On the platform, anyone needing help could pin their location to receive the needed aid, and anyone providing help could likewise pin their location and contact details. Kita Jaga Malaysia was well received. Within the first month, 1.5 million unique visitors visited the platform, and 90,000 white flags were raised.

Two months after the platform was founded, the website continued to receive 2,800 flags per day. Kita Jaga Malaysia has become the go-to site for many people to receive immediate relief.

As MBA students taking a course on Platforms, Auctions and Competition taught by Prof. Melati Nungsari, Assistant Professor of Economics at Asia School of Business, we had the opportunity to listen to Reza Razali, founder and CEO of an app development house and the custodian of Kita Jaga Malaysia, share his journey in founding the platform.

Here was my glimpse of the key lessons learnt by the Kita Jaga Malaysia team that can be beneficial to anyone working with platforms, whether for social movements or commercial purposes:

1. Seek feedback from a diverse audience early and frequently.

In the Kita Jaga Malaysia case, the feedback happened daily, right from the start, with an audience of 15,000. Reza had a Telegram group of 15,000 members, from whom the team sought feedback and gauge reactions.

“The team communicates with the members daily – what features they want, and what features to take down. That has been very beneficial for us. We are able to get feedback in a very timely fashion.” At only two months old now, the team continued its focus on engaging diverse communities.

“We actively scour various platforms for feedback from those who need help and those who give help. Each platform has their own audience – Tik Tok users are mostly young digital natives, Facebook has civil societies serving the underprivileged, Instagram is for direct user-to-user communication. We have to communicate differently on each platform.”

2. It’s a continuous journey to discover what your users’ needs are, and how to fulfil them well.

“When Kita Jaga Malaysia first started, we wanted to see if there were people with food surplus to offer to people nearby who need it,” Reza recalled. Quickly, the team realized pressing needs went beyond just rice and oil.

There were also legitimate needs for formula milk and diapers for the babies and infants, for money to pay for rents, utility bills and school fees. People also needed jobs. “I was surprised to see one third of the flags were raised to ask for formula milk and baby diapers.”

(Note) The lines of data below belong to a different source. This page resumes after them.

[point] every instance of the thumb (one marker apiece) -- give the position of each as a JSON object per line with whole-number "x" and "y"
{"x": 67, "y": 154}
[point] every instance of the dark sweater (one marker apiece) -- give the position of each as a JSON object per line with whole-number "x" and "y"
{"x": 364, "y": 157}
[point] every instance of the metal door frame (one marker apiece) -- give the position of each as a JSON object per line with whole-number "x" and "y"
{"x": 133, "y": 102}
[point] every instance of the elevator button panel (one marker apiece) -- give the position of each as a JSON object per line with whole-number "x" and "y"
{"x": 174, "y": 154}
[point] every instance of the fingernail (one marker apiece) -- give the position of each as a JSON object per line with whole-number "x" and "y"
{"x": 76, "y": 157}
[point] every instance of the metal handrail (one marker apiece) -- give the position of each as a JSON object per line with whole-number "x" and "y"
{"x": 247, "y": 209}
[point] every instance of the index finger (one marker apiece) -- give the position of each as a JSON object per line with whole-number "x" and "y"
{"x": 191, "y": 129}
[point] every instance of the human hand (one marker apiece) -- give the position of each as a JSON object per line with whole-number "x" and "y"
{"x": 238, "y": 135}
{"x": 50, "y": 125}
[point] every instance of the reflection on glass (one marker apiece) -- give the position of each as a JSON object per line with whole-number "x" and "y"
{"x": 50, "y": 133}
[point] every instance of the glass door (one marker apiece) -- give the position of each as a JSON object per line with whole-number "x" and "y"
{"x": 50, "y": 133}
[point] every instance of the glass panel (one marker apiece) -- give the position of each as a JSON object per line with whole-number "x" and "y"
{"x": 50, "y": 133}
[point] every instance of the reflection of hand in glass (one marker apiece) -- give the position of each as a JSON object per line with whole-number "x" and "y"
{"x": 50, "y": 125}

Kita Jaga Malaysia realized it needed to figure out how to effectively fulfil the diverse needs, while preserving the simplicity and security of the website. “At the beginning, we focused on optimizing the platform to handle the large volume. Now we need to figure out how to fulfil diverse needs, especially the financial needs because it can be tricky,” said Reza.

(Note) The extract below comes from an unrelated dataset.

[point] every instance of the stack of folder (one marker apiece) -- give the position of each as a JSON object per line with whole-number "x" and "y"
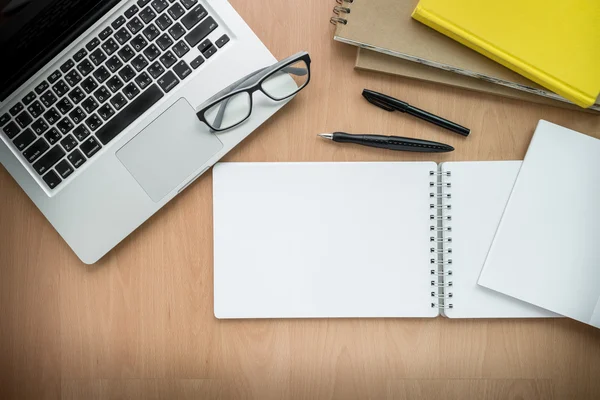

3. The future of Kita Jaga Malaysia is DAO.

DAO stands for decentralized autonomous organization. It is an innovation in organization design, where an organization is run by computerized rules and contracts rather than humans. DAO has been seen in cryptocurrency projects such as bitcoins and Ethereum.

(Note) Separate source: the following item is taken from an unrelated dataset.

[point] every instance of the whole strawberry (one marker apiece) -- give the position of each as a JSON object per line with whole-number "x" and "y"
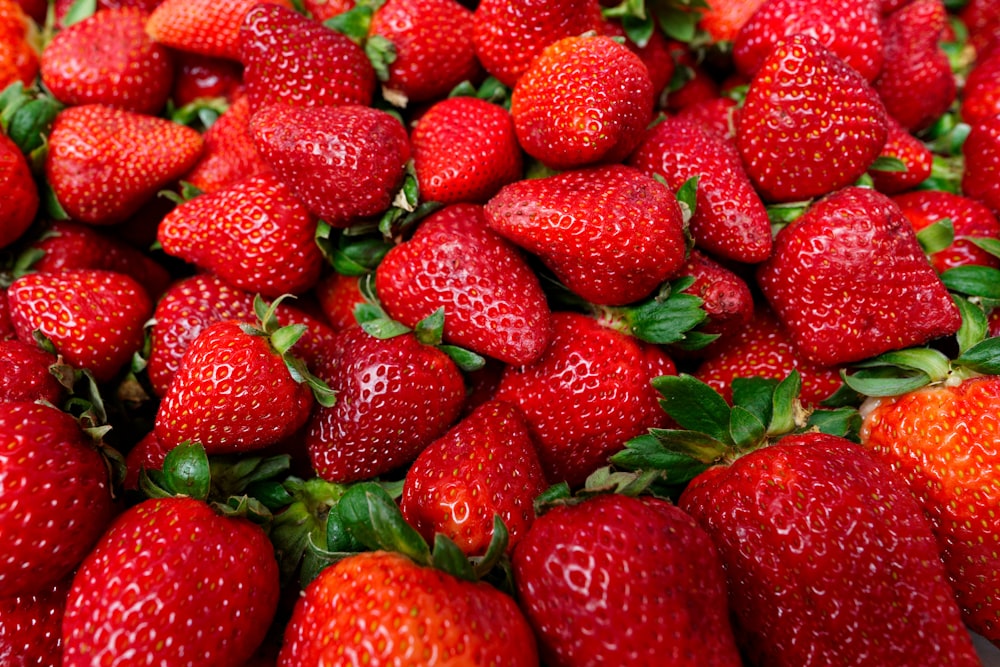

In DAO, governance tokens will be distributed to organization members. The holders of these governance tokens, not the founders, will collectively make decisions on changes and improvements in the organization.

Reza aspired to turn Kita Jaga Malaysia into a DAO, so the organization can sustain itself and continue to serve even beyond the pandemic. “If you haven’t been exposed to DAO, it’s something you might want to read up more on.”


The Covid-19 pandemic has caused some households to sink into poverty and created concerning social issues. The Kita Jaga Malaysia team was innovative to leverage their past experience in software development and the latest innovations available to alleviate the problem.

As the saying goes: “Necessity is the mother of all invention.”

The world is never short of problems that need to be solved. While some of the future problems will continue to be unprecedented, we can perhaps seek solace in our collective expertise and latest technology to develop new solutions, just like what Kita Jaga Malaysia has done to take care of the needy in Malaysia.